Creatives coming into the industry today have a really tough job ahead of them. In a competitive market it’s difficult to get into the leading creative jobs and agencies around the world, and with many of them sending mixed messages with regards to their preference of multi skilled applicants or specialists – creatives are feeling utterly confused.
The Cogs team, now established in 4 countries, see this challenge daily when they meet and advise creatives on their careers, so we’ve asked for their expert opinion on the subject. Today we talk to Asia and ask whether a multiplicity of skills is better than a specialism?
Damien Bell, Director Cogs Hong Kong and Greater China
“When you are starting out in your creative career it’s advantageous to build foundational skills across the entire creative process. This will allow you to better understand the various disciplines that contribute to conceptualization and delivery of creative solutions and the end-to-end creative process. However, you can specialize at any point in your career if you choose to do so.
What’s most important is understanding what you, as a creative and a professional, desire and what type of organization has the business model, product or scope of services that will enable you to fulfill your creative prowess.
Some businesses have a specialised service offerings or product(s) that required a more niche skill set. Others have a broader repertoire which may benefit from housing those with more diverse attributes and greater adaptability.

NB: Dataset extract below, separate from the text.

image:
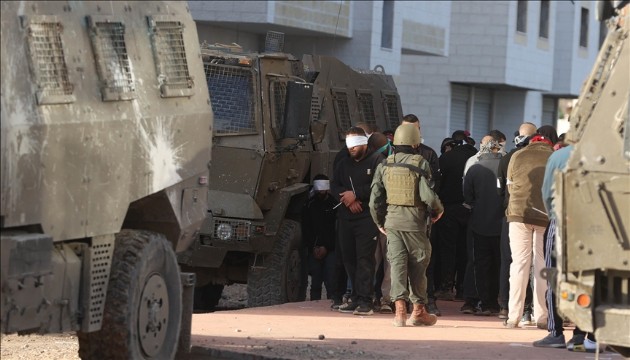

The key is to try to better understand what you want, what’s on offer and how best to build a skills base and knowledge that will give you a platform for success. Hong Kong (much like other major economic markets) has a multitude of agency and client-side models that sits across all the core sector verticals. In essence it can cater for specialists, hybrid’s and generalists alike.
On a final note I would add that while we would all like to work in an environment where we can pick and choose what we do on a day-to-day basis I’d advise you to be realistic. Not every project is going to be as creative as you’d like it to be. Not every task equally as fun or enjoyable. Every business has commercial needs and this can often mean you have to sometimes do the dirty work to meet them.”
Fanny Yap, Consultant, Cogs Singapore
“Since creatives now have access to a mirage of open source tools and information, which otherwise would have been completely out of reach years ago, many ‘self-taught’ hybrids have emerged. Whether or not that attributes to a preference in employers to hire them, it’s still subjective to each company’s needs.
One observation is that as creatives move up the career ladder, starting out as a hybrid or ‘tribrid’ has its clear advantages, then as they get into more leadership type roles and become mentors in their own right, specializing in specific practices adds value to their position.
In Singapore especially, mentorship is a big deal. Most ‘fresh out of school’ creatives already know how code works, and some can even create code as well as design, but those that want to excel in one area may often lack a mentor to help build their core expertise.
No matter what path to success is deemed better, I believe that a true creative should pursue what they want to be good in and put all their effort into sustaining that passion. If you do what you do, because it feeds your creative hunger – you will be great at it. The icing on the cake comes when working means doing what you enjoy and getting paid for it. It doesn’t happen for everybody sure, but if you’re clear on what you want and pursue that relentlessly, who said there can’t be a win-win situation?”
Asia is a growing market, so competition is hot but the opportunities are there. It seems being cross-disciplinary is always going to make you an attractive candidate at the outset and being able to collaborative skills is important. That being said, if you have a clear passion for one area of creative, go with your instinct and be persistent with your goals and become a specialist.
Ultimately if you set out with a strong understanding of exactly what you want to achieve, what your real passions are and where you want to be – you will achieve success, not matter what path you take to get there.